11 Then God said, “Let the land produce plants, lots of them, with fruits and nuts and avocados and stuff.” And so that happened.
12 There were all sorts of plants, we’re talking about billions of plants, here. Tons of plants, and God saw that it was good. Which it was. We wouldn’t get along so well without plants. Need plants. We’re gonna take very good care of our plants.
13 And that was the third day. Think about that. Three days. No big deal, right?
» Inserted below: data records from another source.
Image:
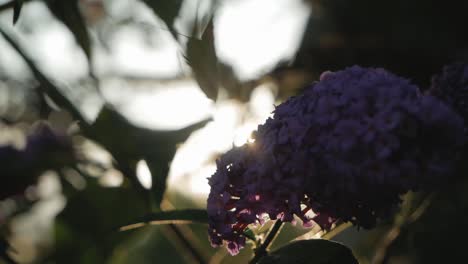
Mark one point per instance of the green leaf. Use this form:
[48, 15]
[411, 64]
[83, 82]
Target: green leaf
[201, 56]
[315, 251]
[68, 13]
[83, 230]
[46, 86]
[17, 10]
[185, 216]
[129, 144]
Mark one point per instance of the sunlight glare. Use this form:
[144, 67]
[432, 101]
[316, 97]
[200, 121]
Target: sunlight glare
[144, 174]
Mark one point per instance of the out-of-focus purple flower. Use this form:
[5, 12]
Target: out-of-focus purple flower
[451, 86]
[45, 149]
[347, 148]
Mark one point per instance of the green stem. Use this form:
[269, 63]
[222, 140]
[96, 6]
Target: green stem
[262, 250]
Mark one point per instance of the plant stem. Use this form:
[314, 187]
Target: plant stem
[262, 250]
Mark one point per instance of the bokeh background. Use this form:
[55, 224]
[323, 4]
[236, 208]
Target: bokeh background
[149, 94]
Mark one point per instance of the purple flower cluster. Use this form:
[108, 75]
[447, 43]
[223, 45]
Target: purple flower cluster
[347, 148]
[45, 149]
[451, 86]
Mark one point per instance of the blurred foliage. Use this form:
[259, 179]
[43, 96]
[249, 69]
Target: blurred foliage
[321, 251]
[411, 38]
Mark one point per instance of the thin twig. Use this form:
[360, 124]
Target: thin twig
[262, 250]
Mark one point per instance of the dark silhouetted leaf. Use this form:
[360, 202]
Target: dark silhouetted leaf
[401, 36]
[69, 13]
[314, 251]
[185, 216]
[166, 10]
[129, 144]
[46, 86]
[4, 246]
[17, 10]
[201, 56]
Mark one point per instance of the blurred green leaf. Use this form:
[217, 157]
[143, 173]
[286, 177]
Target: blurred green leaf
[185, 216]
[17, 10]
[314, 251]
[46, 86]
[201, 56]
[83, 231]
[167, 11]
[68, 12]
[129, 144]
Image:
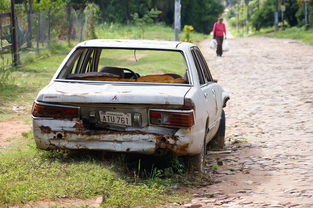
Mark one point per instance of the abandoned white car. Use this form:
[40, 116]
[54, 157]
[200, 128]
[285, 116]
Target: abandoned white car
[149, 97]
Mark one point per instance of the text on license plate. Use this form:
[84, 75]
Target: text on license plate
[115, 118]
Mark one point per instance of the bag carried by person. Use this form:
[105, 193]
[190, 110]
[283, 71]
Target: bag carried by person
[225, 46]
[213, 44]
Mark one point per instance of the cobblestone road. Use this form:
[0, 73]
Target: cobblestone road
[269, 125]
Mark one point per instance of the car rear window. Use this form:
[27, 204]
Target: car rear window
[126, 65]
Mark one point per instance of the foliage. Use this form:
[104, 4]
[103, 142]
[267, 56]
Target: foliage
[201, 14]
[4, 5]
[91, 12]
[264, 16]
[262, 12]
[187, 31]
[148, 18]
[44, 5]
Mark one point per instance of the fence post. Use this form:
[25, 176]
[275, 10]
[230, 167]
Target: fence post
[38, 33]
[276, 16]
[49, 27]
[177, 19]
[16, 59]
[30, 23]
[69, 19]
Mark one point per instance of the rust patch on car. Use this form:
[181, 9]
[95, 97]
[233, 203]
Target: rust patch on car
[45, 129]
[182, 149]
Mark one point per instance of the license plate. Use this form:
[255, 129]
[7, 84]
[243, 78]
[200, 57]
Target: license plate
[116, 118]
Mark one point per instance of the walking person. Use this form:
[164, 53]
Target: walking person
[219, 32]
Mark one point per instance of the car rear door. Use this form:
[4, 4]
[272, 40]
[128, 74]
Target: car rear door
[208, 87]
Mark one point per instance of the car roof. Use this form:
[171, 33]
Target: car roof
[140, 44]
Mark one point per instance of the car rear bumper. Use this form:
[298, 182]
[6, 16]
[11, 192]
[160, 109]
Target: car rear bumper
[60, 134]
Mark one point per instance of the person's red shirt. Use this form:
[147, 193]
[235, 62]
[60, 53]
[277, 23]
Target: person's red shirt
[219, 29]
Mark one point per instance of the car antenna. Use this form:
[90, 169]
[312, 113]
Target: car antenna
[135, 55]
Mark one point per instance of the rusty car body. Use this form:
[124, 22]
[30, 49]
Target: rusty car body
[147, 97]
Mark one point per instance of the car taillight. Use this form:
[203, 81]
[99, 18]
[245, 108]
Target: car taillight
[50, 111]
[172, 118]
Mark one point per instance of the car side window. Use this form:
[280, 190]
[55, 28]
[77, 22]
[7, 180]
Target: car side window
[199, 68]
[204, 65]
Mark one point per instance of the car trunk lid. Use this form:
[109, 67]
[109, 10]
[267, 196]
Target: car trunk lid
[77, 92]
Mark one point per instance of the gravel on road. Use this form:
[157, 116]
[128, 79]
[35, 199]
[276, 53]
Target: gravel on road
[269, 125]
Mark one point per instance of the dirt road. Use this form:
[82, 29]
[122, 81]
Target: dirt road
[271, 107]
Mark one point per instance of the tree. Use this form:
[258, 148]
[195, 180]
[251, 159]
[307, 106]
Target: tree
[201, 13]
[264, 16]
[4, 5]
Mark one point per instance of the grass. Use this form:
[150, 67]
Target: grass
[296, 33]
[29, 174]
[153, 32]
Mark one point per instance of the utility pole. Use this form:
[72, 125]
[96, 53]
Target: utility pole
[177, 19]
[276, 16]
[237, 17]
[16, 58]
[248, 16]
[283, 9]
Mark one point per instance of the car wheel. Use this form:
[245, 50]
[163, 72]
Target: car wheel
[196, 162]
[218, 141]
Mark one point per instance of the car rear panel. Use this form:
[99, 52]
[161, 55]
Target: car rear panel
[90, 131]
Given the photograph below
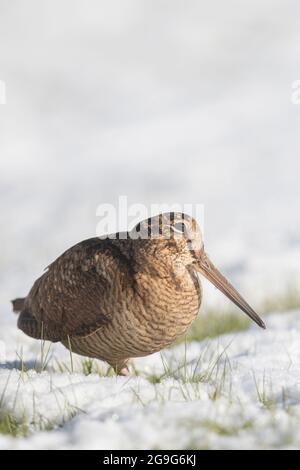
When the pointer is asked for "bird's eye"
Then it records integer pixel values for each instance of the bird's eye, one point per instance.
(179, 227)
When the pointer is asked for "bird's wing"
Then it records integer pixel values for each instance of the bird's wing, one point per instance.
(75, 296)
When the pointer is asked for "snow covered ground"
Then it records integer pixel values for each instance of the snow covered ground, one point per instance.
(237, 391)
(164, 102)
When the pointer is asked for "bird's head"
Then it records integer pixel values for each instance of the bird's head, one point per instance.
(177, 236)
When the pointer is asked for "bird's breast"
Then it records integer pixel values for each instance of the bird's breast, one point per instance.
(165, 307)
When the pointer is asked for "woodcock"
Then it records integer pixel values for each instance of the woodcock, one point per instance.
(125, 296)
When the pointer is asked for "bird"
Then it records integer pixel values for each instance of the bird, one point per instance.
(125, 295)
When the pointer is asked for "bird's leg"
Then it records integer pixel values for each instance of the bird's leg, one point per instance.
(122, 367)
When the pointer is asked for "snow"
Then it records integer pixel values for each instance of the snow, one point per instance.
(168, 103)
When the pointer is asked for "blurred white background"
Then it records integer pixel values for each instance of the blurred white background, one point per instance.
(163, 101)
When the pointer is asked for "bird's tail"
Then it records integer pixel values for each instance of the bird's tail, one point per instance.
(18, 305)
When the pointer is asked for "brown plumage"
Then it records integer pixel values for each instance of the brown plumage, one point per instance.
(121, 297)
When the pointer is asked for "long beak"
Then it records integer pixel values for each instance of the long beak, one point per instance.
(206, 267)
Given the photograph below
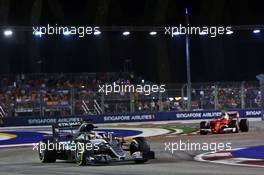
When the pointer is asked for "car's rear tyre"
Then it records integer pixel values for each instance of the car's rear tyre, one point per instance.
(234, 124)
(244, 125)
(46, 155)
(203, 125)
(140, 144)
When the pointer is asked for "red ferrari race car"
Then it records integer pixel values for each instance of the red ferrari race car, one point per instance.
(229, 122)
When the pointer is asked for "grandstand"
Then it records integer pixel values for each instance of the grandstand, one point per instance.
(77, 94)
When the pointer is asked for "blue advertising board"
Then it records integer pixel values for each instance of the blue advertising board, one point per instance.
(128, 117)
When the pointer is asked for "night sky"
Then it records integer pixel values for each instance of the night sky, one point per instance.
(237, 57)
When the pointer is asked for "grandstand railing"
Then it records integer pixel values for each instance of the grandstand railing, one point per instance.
(68, 100)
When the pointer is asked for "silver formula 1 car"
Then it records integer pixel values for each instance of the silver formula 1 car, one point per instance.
(86, 146)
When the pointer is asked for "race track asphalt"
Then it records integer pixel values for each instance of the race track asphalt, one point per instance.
(14, 161)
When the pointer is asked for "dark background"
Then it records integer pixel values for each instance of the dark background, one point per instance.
(237, 57)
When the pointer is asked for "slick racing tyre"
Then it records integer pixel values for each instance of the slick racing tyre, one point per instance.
(234, 124)
(46, 155)
(81, 154)
(139, 144)
(244, 125)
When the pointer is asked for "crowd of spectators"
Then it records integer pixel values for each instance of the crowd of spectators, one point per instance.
(65, 94)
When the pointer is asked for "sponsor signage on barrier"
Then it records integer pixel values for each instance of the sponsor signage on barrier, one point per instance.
(133, 117)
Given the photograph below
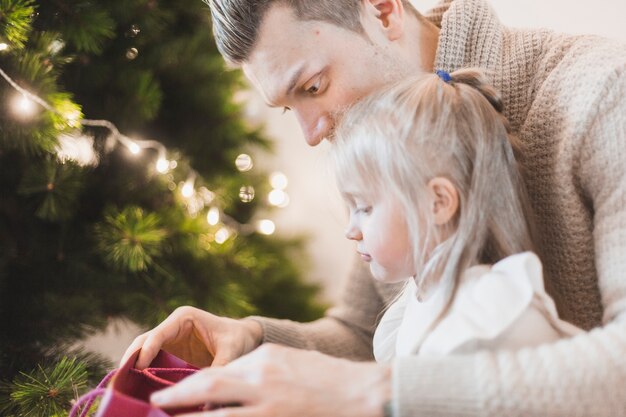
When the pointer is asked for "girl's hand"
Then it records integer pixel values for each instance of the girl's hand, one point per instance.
(197, 337)
(277, 381)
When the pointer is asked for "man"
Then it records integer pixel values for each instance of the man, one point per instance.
(565, 98)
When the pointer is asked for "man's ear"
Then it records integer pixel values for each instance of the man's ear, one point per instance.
(445, 199)
(390, 13)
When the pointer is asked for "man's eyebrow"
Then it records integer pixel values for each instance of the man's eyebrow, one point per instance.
(293, 81)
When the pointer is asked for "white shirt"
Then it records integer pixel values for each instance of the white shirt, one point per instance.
(503, 306)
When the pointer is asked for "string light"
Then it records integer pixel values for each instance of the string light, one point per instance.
(213, 216)
(266, 227)
(244, 162)
(278, 198)
(187, 191)
(23, 106)
(246, 193)
(134, 148)
(74, 147)
(222, 235)
(278, 180)
(163, 165)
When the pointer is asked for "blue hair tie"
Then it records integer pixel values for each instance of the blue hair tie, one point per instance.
(444, 76)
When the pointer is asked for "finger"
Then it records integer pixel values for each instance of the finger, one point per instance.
(150, 348)
(206, 387)
(227, 412)
(134, 346)
(222, 357)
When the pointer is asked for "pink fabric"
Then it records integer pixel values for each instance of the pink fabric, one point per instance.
(128, 394)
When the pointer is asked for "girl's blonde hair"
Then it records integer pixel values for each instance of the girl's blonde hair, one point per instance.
(395, 141)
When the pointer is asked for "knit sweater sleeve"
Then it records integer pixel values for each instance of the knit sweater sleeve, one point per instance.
(346, 330)
(582, 376)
14 So anyway, God said, “Let there be lights in the sky to separate the day from the night,” and so on, so like, we know when it’s night time, or when it’s time to go to work or whatever,
15 “and let them be lights in the sky to give light on the earth,” which is obvious, when you think about it. I mean, where else are you gonna put lights. But God had to say it and so he did.
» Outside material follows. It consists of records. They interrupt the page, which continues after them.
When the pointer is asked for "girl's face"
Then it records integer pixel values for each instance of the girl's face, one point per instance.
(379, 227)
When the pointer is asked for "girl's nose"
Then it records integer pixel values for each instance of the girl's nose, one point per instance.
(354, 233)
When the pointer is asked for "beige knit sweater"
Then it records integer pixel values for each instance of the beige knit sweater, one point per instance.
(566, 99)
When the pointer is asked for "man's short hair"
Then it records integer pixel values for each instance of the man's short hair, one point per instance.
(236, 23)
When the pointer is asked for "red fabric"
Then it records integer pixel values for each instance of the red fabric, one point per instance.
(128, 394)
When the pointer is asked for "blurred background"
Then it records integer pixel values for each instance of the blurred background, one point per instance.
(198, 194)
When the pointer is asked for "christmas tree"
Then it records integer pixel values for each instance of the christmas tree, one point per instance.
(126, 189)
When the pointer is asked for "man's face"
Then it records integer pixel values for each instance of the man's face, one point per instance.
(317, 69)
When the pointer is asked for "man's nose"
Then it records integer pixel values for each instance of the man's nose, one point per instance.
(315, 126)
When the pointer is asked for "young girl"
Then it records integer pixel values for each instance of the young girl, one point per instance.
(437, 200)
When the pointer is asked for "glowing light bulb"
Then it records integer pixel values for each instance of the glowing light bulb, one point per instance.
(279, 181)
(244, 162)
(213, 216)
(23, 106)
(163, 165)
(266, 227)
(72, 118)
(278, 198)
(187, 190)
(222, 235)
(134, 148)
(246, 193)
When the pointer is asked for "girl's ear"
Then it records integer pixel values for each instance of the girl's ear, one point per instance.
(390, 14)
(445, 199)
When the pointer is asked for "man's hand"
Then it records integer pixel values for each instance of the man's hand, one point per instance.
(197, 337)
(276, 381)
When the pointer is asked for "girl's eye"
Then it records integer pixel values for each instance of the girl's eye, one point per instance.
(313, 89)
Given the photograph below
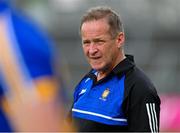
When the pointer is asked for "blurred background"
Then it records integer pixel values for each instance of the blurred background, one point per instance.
(152, 36)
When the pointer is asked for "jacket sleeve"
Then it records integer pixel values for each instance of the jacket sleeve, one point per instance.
(144, 109)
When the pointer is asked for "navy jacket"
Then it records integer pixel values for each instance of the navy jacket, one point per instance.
(125, 100)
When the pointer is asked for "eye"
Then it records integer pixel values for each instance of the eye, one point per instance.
(99, 41)
(86, 42)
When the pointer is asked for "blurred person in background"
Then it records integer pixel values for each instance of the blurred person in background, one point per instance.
(28, 87)
(115, 95)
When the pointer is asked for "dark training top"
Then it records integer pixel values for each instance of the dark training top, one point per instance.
(125, 100)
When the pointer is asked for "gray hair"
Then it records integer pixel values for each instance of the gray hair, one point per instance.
(113, 19)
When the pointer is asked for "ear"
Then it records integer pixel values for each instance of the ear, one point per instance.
(120, 39)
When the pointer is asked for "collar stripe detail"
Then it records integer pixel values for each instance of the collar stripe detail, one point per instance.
(152, 117)
(99, 115)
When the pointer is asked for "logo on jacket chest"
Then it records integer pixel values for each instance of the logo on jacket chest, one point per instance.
(105, 94)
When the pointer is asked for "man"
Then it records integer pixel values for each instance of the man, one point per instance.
(28, 88)
(115, 95)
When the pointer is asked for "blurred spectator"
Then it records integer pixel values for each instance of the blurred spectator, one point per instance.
(170, 113)
(28, 88)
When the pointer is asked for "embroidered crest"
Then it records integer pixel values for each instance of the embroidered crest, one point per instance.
(105, 94)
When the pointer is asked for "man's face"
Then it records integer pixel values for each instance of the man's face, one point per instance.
(101, 51)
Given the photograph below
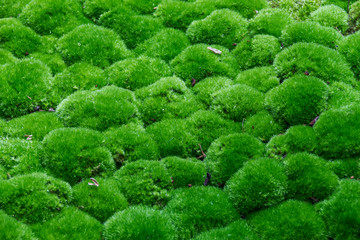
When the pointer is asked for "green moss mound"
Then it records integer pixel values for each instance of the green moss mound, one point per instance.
(136, 73)
(139, 222)
(294, 220)
(96, 109)
(101, 201)
(228, 153)
(35, 197)
(74, 154)
(145, 182)
(86, 41)
(192, 214)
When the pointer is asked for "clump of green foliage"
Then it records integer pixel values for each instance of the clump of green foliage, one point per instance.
(192, 214)
(97, 109)
(228, 153)
(341, 211)
(166, 44)
(101, 201)
(129, 143)
(136, 73)
(260, 183)
(73, 154)
(259, 50)
(144, 182)
(289, 220)
(139, 222)
(35, 197)
(237, 102)
(86, 41)
(223, 27)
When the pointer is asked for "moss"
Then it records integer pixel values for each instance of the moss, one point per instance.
(139, 222)
(341, 211)
(237, 102)
(260, 78)
(294, 220)
(337, 132)
(310, 32)
(136, 73)
(11, 229)
(35, 197)
(86, 41)
(17, 38)
(73, 154)
(37, 125)
(185, 172)
(228, 153)
(144, 182)
(192, 214)
(130, 143)
(257, 51)
(223, 27)
(23, 86)
(165, 99)
(100, 202)
(133, 29)
(71, 224)
(166, 44)
(174, 138)
(97, 109)
(198, 62)
(270, 21)
(319, 61)
(298, 100)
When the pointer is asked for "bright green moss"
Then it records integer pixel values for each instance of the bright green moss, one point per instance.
(198, 62)
(310, 32)
(237, 102)
(37, 125)
(260, 183)
(257, 51)
(223, 27)
(139, 222)
(55, 17)
(136, 73)
(199, 209)
(74, 154)
(298, 100)
(341, 211)
(234, 231)
(260, 78)
(319, 61)
(228, 153)
(85, 42)
(97, 109)
(144, 182)
(185, 172)
(133, 29)
(289, 220)
(11, 229)
(309, 176)
(71, 224)
(34, 197)
(262, 126)
(167, 98)
(166, 44)
(23, 86)
(338, 132)
(17, 38)
(270, 21)
(100, 202)
(130, 143)
(174, 138)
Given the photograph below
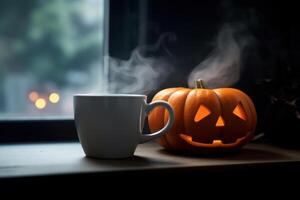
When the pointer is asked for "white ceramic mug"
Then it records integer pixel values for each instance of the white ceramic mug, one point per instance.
(110, 126)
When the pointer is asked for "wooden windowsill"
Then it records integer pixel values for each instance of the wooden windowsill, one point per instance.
(21, 160)
(64, 161)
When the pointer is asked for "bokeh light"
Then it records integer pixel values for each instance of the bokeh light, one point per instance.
(40, 103)
(54, 97)
(33, 96)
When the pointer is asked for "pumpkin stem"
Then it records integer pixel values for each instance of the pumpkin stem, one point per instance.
(199, 83)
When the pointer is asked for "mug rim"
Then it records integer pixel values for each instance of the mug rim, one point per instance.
(108, 95)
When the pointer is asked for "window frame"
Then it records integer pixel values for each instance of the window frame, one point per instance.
(50, 130)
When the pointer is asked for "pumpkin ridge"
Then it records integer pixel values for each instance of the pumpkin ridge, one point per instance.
(167, 136)
(164, 137)
(221, 110)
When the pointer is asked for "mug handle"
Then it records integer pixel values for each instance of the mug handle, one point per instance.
(167, 127)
16 God made two great lights, very great lights. He called one the sun and he called the other one the moon, and he made stars, which are very small lights.
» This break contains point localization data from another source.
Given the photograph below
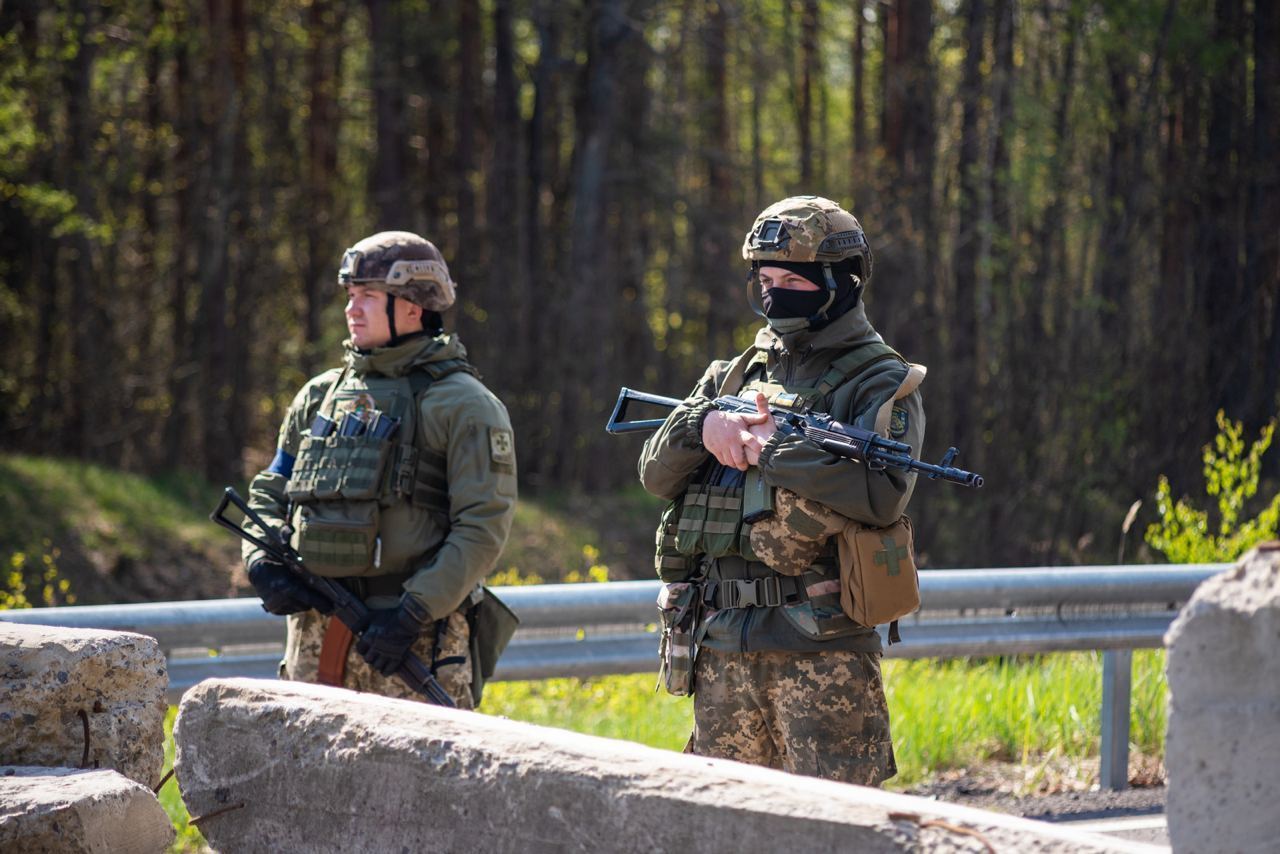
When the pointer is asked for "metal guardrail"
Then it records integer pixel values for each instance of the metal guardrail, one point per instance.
(599, 629)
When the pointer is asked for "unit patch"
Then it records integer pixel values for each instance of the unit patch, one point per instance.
(897, 423)
(502, 450)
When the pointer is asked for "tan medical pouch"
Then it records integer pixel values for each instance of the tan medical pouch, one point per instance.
(878, 581)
17 So he put them in the sky so the world wouldn’t be dark all the time,
18 and probably so he knew when to go to sleep. Cuz like even God sleeps. Very busy. Gets tired. Has to sleep.
19 And after that there was another night and then when it was morning, and whaddaya know? Bingo! Another day.
20 And God said, “I think we should have fish and birds too.” I like birds. Fish, not so much. But birds, very good. Birds fly. Except not penguins. Very dumb birds.
21 So God makes fish and birds, and probably whales, which aren’t really fish, but you get it. And that was good.
22 And God blessed them and told them to breed. No kidding. He told them to get busy making baby fish and birds and whales and squids. And we all know how that happens, right? Huh huh…
23 Whatever. That was the fifth day.
24 But God wasn’t done yet. No sir. He said, “Let the land produce living creatures according to their kinds: the livestock, the creatures that move along the ground, and the wild animals, each according to its kind.” See what I’m saying? Very good creator, but God talks too much. Just make animals already. So he did, eventually.
25 He made wild animals and cows and dogs and maybe bats, although maybe those are birds. But he made them. And it was pretty good, actually.
26 But it wasn’t quite good enough because there weren’t any people. Right? Like no people. None at all. Not like at the inauguration where there were millions of people, but like no people anywhere, like how California would be if we kicked out all the rapists and illegals. So God decided to make a man and to make him look just like himself. He had very good hair and big hands. And he put him in charge of all the animals and birds and fish and plants and stuff, and I don’t know, probably a bunch of things God didn’t even know about yet, like germs and yeast. Ever hear of yeast? Very important, yeast, and God didn’t say anything about it. I’ll tell you about yeast. It’s very important but it’s got to be controlled. That’s why man is in charge of it. I’ll keep an eye on yeast. Trust me.
27 So God made people. He made a man and woman. Notice he didn’t make any he-shes or queers or whatever. He made two people. He made a man, very strong, good man, Adam, and he made a woman. Eve. A good solid eight, maybe eight-and-a-half. Great legs on Eve. Kind of weak in the boob department, not so perfect in the face. But totally doable. And that was important because then,
28 God told them to make babies. “Be fruitful and increase in number;” How many people would there be today if Eve was a dog? Had to be hot, Eve. How else is Adam gonna be fruitful?
29 Then God said, “You get to have all this stuff I made, especially the plants. You can eat’em, cut’em down, make topiaries out of ‘em, whatever you want. They’re yours.
30 And the animals, too, and birds and whales and octopuses and fish and penguins and yeast, take it.”
31 Then God saw all the stuff he just made and he thought, “Hey, this is pretty good, if I do say so myself.” And that was the sixth day and he took the next day off. He earned it.